DW Genel Müdürü Peter Limbourg ise törende yaptığı konuşmada, giderek zorlaşan çalışma koşullarına dikkat çekti. Uluslarası rekabetin "kızıştığını” belirten Limbourg, "propaganda ve dezenformasyon” konusunda da rekabetin arttığını söyledi. Otokratların saygısızca basın özgürlüğü kısıtlamaya çalıştığını ifade eden Limbourg, DW'nin buna karşı her türlü şekilde mücadele verdiğini kaydetti. Limbourg, bunun için "özellikle de sansür ve propagandanın bulunduğu bölgelerde daha fazla insan bilgi aktarmak” için çalıştıklarını söyledi.

"Özgürlük, demokrasi, hoşgörü”

Alkışlar eşliğinde konuşmasına devam eden Limbourg, Almanya'da yürütülen güncel tartışmalara da değindi. "Avrupa'da katledilen altı milyon Yahudi'nin hatırlanmasının” Alman kimliğine ait olduğunu belirten Limbourg, DW'nin de bunu görevinin bir parçası olarak gördüğünü ifade etti. Limbourg, "Ne aşırılar ne de milliyetçiler bizim bu konudaki duruşumuzu değiştirecek” dedi.

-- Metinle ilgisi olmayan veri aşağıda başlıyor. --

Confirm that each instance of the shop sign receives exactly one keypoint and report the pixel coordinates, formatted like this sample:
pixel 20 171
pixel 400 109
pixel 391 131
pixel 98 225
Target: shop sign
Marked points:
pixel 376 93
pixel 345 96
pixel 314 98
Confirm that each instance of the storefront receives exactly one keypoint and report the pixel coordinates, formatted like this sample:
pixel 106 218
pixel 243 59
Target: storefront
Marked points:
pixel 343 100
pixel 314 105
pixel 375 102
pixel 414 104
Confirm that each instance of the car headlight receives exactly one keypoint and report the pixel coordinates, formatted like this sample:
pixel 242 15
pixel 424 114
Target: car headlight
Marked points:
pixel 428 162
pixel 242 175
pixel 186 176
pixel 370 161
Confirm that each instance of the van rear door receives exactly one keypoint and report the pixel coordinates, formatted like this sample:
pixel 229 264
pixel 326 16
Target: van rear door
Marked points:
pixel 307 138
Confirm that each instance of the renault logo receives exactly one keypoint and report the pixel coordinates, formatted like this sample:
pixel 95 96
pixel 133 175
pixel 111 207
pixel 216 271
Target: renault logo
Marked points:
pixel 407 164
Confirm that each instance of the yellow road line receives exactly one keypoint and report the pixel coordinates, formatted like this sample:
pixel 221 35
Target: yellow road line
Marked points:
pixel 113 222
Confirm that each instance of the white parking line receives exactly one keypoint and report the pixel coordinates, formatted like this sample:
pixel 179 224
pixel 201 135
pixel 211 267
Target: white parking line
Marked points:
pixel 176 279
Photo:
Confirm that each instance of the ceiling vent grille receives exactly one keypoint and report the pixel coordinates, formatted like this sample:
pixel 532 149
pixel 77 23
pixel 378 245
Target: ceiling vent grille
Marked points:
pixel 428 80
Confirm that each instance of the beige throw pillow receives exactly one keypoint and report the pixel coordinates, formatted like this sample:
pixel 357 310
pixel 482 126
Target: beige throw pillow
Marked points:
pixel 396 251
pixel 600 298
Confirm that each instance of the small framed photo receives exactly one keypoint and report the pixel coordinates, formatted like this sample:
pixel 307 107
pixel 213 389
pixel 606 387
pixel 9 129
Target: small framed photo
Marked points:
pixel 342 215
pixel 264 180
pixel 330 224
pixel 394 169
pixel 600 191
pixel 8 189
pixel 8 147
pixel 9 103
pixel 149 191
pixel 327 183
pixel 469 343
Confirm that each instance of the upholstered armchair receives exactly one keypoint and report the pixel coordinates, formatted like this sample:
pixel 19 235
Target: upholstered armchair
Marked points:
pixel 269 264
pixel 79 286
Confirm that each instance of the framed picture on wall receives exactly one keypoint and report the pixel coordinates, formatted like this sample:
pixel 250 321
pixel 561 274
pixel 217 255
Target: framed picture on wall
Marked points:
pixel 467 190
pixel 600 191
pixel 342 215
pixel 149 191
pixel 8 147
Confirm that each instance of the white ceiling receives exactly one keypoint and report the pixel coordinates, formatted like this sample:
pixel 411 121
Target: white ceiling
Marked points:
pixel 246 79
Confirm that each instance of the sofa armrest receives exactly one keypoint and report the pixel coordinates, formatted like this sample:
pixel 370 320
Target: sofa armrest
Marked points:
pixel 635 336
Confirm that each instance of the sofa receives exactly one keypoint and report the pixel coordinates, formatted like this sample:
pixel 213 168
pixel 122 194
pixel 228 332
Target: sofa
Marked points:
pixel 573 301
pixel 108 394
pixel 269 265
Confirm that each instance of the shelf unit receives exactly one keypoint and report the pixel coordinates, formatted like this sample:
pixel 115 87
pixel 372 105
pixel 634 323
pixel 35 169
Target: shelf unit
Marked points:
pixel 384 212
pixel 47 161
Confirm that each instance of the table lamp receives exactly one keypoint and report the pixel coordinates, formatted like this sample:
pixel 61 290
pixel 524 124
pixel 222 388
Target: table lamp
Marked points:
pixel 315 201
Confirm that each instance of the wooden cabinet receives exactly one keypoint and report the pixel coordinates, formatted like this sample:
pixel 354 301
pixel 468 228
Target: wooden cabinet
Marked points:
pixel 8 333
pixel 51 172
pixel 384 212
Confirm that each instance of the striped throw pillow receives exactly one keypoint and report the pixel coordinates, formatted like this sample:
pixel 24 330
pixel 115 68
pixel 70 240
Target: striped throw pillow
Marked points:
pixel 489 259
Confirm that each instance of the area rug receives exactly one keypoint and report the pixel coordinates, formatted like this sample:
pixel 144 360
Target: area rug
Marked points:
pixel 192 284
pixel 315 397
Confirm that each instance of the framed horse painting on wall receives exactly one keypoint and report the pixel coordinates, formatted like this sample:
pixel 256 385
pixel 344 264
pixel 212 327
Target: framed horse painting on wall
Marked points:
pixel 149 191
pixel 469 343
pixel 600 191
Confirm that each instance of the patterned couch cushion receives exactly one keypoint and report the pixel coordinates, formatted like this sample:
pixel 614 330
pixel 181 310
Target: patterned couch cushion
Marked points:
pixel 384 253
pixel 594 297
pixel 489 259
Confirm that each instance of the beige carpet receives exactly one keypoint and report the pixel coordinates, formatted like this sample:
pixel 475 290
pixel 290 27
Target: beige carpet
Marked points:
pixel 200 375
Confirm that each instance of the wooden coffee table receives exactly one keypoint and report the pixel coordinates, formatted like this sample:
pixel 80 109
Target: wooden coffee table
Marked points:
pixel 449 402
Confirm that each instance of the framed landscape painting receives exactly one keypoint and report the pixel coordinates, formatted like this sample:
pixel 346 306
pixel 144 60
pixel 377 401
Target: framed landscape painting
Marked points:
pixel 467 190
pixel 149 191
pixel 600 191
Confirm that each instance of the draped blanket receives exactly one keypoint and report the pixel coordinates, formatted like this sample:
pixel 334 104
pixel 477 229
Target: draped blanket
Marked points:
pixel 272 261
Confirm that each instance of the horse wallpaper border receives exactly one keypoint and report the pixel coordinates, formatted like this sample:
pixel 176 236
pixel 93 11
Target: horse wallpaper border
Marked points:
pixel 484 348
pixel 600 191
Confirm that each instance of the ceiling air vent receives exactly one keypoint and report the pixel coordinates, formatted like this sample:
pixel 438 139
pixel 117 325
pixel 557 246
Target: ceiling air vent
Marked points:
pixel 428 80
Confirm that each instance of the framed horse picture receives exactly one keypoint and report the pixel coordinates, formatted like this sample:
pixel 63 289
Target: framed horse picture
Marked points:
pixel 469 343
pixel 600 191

DW çalışanları arasında bütün dünya dinlerinin temsil edildiğini dile getiren Limbourg, "Onları birbirine bağlayan ortak tutum, özgürlük ve insan hakları düşüncesi ile demokrasi ve hoşgörü. Bunlar Almanya'nın ve Deutsche Welle'nin dünyada savunduğu değerlerdir” şeklinde konuştu.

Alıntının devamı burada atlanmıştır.